Oh Everywhere There’s Gladness is the first exhibition in TACTIC’s programme for 2018. In conjunction with Cork Photo Gallery, TACTIC takes the premise of its show from Cork Photo Gallery’s historic location of the Lord Mayor’s Pavilion purpose built in 1903 for one of the four International Exhibitions held in Cork City between the years 1852 and 1903.
The International Exhibitions were once referred to ‘timekeepers of progress’ with their purpose to record and display advancement in
industry, science, technology and arts from many countries across the globe at that period in time. The Great Exhibition held in the Crystal Palace in London in 1851 is the best-known of these. Cork City followed closely in 1852 with the first of the exhibitions intended to stimulate the local economy after the disaster of the Famine.
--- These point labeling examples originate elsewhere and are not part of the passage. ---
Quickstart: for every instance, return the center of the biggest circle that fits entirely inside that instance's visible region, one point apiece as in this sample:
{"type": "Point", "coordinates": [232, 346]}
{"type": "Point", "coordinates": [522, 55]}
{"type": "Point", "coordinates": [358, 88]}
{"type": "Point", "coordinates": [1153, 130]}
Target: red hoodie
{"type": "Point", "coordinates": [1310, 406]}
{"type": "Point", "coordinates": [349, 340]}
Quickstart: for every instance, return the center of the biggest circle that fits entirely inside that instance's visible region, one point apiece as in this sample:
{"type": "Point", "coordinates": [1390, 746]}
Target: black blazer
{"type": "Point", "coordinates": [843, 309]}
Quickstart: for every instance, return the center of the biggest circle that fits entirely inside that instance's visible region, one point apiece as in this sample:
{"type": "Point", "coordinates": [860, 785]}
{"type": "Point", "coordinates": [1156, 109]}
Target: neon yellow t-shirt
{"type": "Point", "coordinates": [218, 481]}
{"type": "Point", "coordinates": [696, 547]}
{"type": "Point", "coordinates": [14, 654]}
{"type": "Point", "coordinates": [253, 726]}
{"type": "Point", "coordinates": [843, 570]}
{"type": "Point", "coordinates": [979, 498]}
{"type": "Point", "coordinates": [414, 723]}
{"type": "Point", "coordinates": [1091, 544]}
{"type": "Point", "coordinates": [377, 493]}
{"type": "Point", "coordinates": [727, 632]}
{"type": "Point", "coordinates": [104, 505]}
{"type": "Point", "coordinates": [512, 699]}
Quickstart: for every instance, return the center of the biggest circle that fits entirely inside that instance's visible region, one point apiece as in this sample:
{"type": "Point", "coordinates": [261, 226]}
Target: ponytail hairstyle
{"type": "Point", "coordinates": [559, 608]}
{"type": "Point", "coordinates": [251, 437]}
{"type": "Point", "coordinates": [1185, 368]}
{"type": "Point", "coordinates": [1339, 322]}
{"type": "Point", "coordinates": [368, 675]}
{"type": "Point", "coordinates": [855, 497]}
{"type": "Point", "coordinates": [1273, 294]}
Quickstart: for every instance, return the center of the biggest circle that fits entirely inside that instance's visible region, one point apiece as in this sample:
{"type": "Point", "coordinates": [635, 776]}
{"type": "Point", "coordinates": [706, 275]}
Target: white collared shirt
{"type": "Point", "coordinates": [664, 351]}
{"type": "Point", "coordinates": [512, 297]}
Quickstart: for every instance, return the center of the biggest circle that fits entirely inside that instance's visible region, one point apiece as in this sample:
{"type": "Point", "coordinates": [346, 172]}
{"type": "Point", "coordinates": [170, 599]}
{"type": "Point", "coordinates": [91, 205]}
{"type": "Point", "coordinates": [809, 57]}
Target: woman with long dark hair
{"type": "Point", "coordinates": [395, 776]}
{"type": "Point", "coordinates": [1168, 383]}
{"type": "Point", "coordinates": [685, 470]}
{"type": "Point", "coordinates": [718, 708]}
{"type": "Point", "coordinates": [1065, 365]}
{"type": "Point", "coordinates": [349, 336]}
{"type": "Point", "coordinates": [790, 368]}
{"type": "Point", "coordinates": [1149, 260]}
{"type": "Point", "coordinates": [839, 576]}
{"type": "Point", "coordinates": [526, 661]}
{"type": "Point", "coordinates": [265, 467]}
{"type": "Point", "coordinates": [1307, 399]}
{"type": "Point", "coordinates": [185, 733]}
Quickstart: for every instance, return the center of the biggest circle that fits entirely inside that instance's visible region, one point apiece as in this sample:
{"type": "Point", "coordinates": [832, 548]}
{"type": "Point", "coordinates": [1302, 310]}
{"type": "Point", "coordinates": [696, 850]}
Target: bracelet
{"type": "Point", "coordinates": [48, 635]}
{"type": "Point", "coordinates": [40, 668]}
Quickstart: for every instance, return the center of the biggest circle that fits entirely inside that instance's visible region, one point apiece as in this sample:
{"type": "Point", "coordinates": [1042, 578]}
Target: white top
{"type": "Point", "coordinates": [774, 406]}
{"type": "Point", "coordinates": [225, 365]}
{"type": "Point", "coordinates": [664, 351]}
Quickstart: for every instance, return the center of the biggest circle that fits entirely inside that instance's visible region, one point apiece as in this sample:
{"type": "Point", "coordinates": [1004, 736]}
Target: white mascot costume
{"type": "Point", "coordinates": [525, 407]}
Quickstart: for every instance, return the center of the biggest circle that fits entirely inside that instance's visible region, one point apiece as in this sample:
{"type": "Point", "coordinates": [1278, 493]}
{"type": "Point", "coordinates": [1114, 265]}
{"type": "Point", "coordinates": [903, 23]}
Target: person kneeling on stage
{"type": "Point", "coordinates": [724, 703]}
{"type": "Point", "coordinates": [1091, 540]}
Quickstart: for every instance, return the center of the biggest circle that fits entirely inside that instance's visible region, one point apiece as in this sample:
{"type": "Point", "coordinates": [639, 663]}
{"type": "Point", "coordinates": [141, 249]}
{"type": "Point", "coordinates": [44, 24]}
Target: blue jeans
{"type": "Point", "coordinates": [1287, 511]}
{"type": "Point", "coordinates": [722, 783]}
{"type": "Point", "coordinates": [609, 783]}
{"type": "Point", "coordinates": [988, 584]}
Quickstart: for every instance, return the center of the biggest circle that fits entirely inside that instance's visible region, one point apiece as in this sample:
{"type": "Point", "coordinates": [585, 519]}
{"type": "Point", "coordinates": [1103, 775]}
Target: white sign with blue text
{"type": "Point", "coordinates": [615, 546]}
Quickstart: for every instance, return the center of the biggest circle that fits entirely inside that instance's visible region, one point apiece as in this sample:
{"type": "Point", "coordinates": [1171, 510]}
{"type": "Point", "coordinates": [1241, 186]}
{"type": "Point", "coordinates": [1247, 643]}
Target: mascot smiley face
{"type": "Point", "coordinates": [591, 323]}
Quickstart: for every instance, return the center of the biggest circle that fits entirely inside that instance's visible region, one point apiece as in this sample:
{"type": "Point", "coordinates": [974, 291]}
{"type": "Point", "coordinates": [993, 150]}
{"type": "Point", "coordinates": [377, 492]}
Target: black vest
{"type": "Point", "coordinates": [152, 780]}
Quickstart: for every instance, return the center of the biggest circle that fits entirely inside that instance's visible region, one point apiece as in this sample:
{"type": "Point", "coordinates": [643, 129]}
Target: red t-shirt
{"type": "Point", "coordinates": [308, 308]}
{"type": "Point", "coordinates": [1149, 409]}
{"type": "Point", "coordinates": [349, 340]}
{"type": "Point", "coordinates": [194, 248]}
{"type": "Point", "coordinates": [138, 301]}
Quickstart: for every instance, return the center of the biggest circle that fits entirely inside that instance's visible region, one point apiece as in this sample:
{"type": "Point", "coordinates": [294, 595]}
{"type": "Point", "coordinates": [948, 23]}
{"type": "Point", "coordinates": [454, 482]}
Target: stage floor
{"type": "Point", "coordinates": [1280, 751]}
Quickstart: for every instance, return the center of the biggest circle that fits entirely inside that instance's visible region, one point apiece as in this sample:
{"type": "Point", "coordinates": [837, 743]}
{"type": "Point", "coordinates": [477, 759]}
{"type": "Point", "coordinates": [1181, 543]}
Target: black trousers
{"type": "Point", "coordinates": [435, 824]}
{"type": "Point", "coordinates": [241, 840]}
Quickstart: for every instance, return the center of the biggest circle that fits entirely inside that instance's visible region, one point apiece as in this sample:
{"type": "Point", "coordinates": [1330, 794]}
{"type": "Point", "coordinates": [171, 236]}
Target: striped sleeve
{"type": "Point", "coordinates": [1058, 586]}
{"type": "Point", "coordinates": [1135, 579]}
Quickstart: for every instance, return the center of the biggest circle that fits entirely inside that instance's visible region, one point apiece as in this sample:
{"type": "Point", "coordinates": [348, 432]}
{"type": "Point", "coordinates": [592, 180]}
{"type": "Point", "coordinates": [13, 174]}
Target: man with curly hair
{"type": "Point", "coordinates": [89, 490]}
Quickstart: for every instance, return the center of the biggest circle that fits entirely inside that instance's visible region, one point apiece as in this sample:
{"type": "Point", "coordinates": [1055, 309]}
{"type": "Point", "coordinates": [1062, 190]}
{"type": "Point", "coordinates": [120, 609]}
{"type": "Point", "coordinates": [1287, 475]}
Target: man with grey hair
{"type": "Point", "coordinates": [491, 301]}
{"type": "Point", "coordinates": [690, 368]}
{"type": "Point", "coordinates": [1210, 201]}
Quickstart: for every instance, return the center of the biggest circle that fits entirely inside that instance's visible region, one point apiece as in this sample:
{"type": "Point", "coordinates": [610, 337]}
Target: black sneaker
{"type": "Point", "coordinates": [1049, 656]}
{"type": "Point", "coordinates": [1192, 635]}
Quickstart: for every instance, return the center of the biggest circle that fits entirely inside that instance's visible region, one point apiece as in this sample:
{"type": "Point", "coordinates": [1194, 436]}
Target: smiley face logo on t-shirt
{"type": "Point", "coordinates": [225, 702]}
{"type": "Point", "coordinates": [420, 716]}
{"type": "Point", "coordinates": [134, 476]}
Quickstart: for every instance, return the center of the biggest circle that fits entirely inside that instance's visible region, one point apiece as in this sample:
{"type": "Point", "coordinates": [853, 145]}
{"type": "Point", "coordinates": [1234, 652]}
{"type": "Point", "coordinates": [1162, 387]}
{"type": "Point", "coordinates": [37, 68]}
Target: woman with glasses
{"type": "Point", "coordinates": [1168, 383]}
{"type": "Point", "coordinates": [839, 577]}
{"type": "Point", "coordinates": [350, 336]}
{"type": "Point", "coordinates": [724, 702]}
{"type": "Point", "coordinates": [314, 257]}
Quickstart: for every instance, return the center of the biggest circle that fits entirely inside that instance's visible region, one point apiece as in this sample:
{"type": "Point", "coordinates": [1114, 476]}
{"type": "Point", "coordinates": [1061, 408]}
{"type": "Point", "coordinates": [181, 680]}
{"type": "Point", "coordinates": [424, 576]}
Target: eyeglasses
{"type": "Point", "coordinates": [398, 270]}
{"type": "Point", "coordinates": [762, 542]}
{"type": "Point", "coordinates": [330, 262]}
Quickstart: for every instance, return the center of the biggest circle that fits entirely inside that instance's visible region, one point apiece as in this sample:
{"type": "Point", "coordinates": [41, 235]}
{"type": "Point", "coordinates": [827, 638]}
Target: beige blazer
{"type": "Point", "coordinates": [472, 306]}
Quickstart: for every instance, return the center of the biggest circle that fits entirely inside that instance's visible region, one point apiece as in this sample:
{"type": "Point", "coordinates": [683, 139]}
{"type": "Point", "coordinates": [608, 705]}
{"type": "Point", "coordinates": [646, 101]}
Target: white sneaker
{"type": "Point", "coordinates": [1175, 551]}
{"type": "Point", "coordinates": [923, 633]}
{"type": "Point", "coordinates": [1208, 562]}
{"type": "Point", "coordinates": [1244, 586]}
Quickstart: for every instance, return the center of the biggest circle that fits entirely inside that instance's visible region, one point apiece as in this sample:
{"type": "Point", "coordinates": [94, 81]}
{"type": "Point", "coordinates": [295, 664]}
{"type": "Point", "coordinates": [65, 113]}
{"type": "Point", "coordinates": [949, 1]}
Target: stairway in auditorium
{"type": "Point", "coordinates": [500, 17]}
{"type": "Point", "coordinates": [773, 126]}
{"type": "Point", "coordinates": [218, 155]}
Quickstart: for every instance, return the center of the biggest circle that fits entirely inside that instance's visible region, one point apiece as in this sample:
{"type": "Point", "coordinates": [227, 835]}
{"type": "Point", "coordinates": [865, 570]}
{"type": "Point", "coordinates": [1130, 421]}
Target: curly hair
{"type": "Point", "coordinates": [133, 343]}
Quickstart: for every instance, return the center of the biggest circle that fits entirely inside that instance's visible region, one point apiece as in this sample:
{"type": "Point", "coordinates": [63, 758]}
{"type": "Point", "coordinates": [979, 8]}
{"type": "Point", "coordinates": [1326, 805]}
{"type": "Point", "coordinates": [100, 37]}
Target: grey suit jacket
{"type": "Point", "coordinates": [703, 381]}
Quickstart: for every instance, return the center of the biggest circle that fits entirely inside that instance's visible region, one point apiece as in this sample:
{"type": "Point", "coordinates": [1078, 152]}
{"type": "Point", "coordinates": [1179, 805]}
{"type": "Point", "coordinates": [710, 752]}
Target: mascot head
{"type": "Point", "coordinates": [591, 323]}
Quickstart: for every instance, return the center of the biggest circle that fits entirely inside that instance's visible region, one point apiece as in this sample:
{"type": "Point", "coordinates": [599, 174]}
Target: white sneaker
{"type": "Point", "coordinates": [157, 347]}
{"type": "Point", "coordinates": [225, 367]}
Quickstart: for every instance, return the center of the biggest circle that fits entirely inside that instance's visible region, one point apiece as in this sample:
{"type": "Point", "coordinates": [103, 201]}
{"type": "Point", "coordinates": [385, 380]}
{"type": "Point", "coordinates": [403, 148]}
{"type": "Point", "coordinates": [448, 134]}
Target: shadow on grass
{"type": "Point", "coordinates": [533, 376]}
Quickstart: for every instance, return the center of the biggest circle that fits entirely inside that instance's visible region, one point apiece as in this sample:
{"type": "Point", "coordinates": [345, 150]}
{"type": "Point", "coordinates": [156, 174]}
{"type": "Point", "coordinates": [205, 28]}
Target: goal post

In 1902 &1903 the Cork International Exhibition was held on the grounds of what later became known Fitzgerald’s Park.
Oh Everywhere There’s Gladness aims to pay homage to those International Exhibitions through two artists contemporary interpretations.
Maeve Lynch’s invisible rebuilding of the various pavilions by mapping soundscapes throughout the park for the duration of the exhibition allows the old fairs to be reimagined in the digital age.
Michael Cleary’s repurposing of found industrial materials questions their use or need in today’s society contrasting their absolute necessity throughout the Industrial revolution of the 1800s.